I’ve been working on an experimental programming language called XXML. The project started from a frustration I kept running into across systems languages:
Languages with strong ownership tend to avoid runtime reflection.
Languages with rich reflection usually rely on GC or give up memory guarantees.
Compile-time code generation often requires a separate macro language.
I wanted to explore whether those tradeoffs are truly necessary.
What XXML is trying to do
XXML is a statically-typed, native language that:
Uses explicit ownership and borrowing (no garbage collector)
Supports runtime reflection while respecting ownership rules
Allows compile-time code generation using normal language constructs, not macros
Compiles to LLVM IR and produces native binaries
Reflection APIs are constrained so unsafe ownership operations are rejected at compile time. The goal isn’t “dynamic at all costs,” but introspection without losing safety.

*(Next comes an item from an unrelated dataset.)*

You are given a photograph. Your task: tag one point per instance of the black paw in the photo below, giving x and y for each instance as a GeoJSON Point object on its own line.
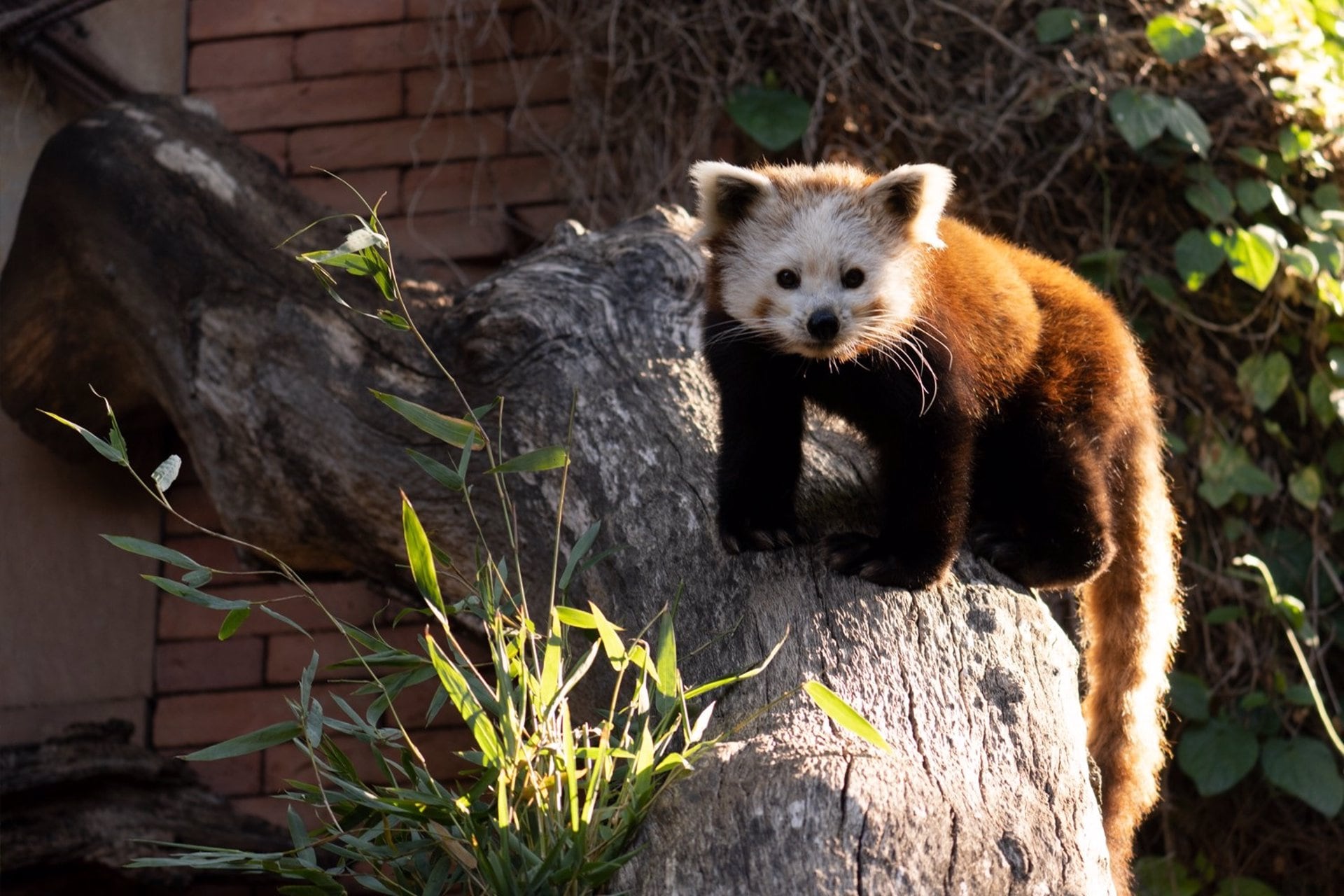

What it’s useful for (so far)
Some concrete use cases I’m exploring:
Safe plugin/mod systems for native applications
Auto-generated serialization (e.g., JSON/RPC) without macros
Debugging and inspection tools that can reason about user types
Declarative domains (UI/layout/asset graphs) that benefit from structured syntax
What it’s not
This is early-stage and definitely not production-ready:
The ecosystem is minimal
The language is still evolving
Documentation and tooling are incomplete
I’m mostly interested in feedback from people who’ve worked on:
compilers
language runtimes
systems with heavy serialization or plugin boundaries
Code
GitHub repo: https://github.com/ThatSoulyGuy/XXMLCompiler or https://xxml-language.com
I’d especially appreciate criticism around:
the ownership model
reflection safety boundaries
where this design is fundamentally flawed
Thanks for reading — happy to answer questions.